Highlights from the Making Digital Learning Work

As in many other recent reports, Making Digital Learning Work: Success Strategies from Six Universities and Community Colleges emphasizes that a combination of face-to-face and online courses is ideal. Other success factors included making an effort to engage faculty as partners, paying close attention to design, working strategically with outside vendors, and using emerging metrics to refine courses and platforms, as well as learning outcomes.

Among the report’s many claims is the conclusion that digital learning expands access. Specifically, the report found increases in the proportion of Pell Grant-eligible students, minority students, older students, and female students. While this is an important finding, the report does not address the fact that other recent studies have found that in online courses, students from traditionally disadvantaged backgrounds do not perform as well as more privileged and well-prepared students. This, however, was also not the report’s only questionable finding.

Skepticism about the Report’s Claims and Methodology

Despite the report’s findings, at least some onlookers wonder if the report has exaggerated the benefits of digital learning to support ASU’s focused efforts on digital learning. Earlier this week, Inside Higher Education published reactions from ten education experts.
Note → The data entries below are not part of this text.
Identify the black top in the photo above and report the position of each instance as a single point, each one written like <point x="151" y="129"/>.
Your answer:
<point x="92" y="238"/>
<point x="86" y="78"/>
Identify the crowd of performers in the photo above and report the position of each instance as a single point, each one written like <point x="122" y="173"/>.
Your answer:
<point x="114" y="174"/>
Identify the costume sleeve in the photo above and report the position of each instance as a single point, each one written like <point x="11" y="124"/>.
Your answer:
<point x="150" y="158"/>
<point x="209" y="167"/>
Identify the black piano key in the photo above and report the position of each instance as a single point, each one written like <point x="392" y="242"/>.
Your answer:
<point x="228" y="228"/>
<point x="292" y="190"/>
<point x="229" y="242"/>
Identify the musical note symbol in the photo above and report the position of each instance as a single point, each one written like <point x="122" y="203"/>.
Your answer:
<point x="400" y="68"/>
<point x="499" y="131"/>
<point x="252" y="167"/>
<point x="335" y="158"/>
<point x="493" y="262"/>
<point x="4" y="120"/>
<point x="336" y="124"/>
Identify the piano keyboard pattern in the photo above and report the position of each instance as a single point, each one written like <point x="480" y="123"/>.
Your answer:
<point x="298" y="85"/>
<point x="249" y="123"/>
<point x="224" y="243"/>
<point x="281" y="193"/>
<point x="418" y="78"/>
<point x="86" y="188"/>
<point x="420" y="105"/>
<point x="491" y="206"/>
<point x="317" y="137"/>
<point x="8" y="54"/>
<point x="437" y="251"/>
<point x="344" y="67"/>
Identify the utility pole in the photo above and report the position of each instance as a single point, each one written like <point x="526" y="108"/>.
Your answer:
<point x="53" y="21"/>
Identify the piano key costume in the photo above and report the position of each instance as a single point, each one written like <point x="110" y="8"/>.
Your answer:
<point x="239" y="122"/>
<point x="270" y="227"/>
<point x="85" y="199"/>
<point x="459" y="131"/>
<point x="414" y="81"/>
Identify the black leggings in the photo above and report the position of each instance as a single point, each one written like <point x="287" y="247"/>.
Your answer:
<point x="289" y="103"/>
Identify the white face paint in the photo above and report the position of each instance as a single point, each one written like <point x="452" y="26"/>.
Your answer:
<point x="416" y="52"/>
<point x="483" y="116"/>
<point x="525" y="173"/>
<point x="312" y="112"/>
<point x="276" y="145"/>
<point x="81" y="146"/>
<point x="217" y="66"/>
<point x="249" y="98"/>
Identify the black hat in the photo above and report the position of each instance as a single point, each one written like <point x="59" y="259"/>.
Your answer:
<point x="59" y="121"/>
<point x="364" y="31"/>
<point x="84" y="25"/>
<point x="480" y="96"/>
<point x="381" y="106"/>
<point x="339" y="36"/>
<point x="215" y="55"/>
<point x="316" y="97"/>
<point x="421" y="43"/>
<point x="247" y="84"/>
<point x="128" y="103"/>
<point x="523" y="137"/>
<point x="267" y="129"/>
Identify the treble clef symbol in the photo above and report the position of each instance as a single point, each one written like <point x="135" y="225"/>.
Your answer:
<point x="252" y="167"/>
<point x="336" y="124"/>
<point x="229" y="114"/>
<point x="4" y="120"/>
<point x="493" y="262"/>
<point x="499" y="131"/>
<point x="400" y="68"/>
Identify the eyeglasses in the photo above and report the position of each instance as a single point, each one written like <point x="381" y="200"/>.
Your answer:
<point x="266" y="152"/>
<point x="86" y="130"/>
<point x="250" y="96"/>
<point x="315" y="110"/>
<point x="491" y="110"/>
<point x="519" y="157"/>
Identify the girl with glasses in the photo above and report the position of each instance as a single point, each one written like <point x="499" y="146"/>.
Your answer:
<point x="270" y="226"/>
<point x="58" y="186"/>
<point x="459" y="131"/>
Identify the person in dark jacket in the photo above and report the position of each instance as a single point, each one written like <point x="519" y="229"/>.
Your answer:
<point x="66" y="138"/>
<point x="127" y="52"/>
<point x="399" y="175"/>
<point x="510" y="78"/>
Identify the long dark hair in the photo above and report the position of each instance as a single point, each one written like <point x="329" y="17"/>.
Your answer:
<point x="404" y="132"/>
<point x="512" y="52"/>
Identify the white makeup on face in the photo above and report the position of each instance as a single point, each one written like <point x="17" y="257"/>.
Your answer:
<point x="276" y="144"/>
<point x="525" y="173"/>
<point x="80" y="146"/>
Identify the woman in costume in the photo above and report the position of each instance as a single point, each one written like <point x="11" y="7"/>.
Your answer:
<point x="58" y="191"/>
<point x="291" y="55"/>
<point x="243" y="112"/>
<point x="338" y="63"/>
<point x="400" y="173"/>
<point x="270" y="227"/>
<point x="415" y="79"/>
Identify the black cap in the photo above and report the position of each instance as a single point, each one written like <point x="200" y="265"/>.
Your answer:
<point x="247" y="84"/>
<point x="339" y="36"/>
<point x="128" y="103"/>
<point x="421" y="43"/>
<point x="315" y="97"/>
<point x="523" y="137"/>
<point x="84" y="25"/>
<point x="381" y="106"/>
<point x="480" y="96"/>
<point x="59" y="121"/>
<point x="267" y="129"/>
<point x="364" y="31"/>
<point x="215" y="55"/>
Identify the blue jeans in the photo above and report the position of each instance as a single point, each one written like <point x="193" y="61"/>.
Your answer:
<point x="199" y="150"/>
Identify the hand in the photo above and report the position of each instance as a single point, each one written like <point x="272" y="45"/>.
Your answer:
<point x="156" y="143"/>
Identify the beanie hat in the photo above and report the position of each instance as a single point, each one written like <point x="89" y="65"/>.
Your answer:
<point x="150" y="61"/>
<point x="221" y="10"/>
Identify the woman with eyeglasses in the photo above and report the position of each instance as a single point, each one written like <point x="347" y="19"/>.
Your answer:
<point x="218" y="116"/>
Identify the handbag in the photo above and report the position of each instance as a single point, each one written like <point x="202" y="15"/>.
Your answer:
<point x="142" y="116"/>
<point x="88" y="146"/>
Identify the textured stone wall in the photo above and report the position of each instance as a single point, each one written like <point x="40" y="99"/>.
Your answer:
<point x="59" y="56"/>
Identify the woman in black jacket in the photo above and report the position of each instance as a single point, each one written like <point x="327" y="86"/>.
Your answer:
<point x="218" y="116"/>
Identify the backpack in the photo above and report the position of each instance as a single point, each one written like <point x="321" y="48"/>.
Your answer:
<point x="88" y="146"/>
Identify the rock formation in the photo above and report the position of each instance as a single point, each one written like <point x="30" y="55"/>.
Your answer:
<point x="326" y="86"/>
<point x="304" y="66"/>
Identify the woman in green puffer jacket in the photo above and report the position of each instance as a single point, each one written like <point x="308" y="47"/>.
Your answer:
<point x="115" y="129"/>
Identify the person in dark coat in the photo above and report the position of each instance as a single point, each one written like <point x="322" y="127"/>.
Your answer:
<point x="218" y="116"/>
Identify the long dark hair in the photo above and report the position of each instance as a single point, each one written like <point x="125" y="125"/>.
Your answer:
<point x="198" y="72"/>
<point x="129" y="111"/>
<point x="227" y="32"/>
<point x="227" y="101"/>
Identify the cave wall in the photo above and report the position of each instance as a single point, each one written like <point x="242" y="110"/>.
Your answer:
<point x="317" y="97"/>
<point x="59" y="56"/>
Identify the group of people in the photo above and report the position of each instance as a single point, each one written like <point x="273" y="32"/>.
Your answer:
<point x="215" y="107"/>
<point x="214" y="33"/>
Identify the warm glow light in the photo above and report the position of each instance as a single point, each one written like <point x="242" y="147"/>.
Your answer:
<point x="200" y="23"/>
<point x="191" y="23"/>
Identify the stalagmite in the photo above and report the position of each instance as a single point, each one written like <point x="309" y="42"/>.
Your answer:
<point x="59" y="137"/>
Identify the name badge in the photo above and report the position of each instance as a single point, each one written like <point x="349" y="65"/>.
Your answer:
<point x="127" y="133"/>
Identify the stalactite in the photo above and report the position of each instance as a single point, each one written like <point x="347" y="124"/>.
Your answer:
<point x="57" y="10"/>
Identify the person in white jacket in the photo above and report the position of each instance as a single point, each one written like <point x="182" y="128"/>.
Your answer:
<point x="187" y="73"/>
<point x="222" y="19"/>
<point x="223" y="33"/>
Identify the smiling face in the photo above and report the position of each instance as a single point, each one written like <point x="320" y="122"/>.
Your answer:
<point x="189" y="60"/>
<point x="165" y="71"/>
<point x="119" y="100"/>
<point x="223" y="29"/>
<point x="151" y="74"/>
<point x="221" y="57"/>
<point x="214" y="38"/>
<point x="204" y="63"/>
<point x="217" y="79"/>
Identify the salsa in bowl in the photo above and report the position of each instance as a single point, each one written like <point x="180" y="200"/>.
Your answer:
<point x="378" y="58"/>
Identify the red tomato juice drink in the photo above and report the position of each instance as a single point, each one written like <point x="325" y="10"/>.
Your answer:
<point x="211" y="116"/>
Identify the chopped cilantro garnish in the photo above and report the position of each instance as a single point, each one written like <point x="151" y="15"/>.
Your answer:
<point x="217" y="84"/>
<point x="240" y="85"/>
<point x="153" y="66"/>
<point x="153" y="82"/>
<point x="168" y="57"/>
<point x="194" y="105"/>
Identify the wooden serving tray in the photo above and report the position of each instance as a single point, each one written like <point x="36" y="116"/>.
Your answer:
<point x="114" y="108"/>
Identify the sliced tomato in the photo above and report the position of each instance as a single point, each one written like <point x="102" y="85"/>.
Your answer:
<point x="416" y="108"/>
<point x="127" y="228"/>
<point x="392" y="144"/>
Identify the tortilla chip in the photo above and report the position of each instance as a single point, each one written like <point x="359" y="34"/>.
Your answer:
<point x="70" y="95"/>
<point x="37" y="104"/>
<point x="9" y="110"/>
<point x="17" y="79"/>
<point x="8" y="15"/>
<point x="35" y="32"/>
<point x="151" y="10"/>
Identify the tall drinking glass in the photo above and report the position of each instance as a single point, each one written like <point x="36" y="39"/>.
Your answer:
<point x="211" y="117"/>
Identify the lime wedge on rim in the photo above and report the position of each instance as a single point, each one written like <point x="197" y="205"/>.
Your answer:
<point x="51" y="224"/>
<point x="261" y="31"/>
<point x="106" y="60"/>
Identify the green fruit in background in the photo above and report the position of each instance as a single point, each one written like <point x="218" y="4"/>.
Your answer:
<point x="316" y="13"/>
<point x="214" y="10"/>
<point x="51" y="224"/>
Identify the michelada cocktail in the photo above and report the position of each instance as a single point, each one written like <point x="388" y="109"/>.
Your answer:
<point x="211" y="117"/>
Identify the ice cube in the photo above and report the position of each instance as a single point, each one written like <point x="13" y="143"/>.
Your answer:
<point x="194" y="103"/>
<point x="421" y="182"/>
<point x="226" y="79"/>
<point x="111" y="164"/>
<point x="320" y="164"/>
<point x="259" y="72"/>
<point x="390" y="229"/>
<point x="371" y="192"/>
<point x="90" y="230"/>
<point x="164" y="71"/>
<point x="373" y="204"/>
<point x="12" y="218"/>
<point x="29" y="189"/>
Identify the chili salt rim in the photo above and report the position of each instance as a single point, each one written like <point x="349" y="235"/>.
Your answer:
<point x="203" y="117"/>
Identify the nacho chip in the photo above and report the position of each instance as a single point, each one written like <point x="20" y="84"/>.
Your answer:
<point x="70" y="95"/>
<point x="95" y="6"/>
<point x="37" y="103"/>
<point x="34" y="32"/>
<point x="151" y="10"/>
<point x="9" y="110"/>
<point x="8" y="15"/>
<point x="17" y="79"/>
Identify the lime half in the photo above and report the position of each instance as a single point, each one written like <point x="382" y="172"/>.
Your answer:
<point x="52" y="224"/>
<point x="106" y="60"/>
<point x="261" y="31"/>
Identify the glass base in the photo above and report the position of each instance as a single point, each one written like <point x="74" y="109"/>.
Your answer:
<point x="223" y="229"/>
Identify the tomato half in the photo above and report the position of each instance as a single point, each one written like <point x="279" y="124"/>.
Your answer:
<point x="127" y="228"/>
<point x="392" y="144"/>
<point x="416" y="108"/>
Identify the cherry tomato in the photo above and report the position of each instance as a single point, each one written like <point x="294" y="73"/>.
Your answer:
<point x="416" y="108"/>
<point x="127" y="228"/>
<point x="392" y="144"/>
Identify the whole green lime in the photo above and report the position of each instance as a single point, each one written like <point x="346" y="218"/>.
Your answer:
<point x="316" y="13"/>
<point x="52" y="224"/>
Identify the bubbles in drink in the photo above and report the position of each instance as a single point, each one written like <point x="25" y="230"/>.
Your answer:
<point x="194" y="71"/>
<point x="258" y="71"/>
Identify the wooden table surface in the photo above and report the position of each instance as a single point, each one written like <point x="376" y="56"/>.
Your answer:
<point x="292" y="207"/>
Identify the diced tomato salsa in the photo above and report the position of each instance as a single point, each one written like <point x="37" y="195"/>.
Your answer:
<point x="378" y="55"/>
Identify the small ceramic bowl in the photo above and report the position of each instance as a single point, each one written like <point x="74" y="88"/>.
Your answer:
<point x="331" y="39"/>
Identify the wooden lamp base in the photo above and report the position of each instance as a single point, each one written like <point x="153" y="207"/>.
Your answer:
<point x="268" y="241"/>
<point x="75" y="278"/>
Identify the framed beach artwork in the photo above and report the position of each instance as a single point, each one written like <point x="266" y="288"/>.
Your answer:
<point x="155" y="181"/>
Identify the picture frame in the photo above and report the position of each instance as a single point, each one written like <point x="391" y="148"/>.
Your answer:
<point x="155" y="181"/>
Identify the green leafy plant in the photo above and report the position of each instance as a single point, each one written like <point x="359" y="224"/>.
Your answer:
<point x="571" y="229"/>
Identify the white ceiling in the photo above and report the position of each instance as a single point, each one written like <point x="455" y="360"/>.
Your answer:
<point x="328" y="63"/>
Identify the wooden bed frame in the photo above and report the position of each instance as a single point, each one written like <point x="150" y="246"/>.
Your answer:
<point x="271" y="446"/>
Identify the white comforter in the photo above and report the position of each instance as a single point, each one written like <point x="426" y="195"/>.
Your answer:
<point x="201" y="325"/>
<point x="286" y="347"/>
Clare McCann, Deputy Director of Federal Policy at New America, observes, “Online programs have shown huge variation in quality, with some showing comparable outcomes to face-to-face programs, and others falling well short of good outcomes for their students. For instance, research has found that students in online courses have worse grades, less learning and lower rates of retention than other students. And some colleges have used their online programs to reduce, or even all but eliminate, the kinds of high-quality interactions with professors and peers that studies suggest are necessary for deeper learning.”

Deb Adair, the Executive Director of Quality Matters raised concerns about the report’s method:If the purpose of the study was to specifically identify the factors leading to success, I would quibble. When you only look at the most successful cases, it’s hard to draw any evidence-based conclusions about what might lead to success for other institutions. This seems to me to be a minor point, because the recommendations drawn by the authors have a great deal of common-sense appeal. In fact, you would hardly need to read through the case studies to be convinced of their applicability. On the other hand, it would be a loss to skip the details about how these organizations go about the business of digital learning. There is much here to inform the decisions and actions of other administrators.”

Despite such concerns, Making Digital Learning Work: Success Strategies from Six Universities and Community Colleges still makes a strong case for digital learning’s benefits and highlights best practices in the field.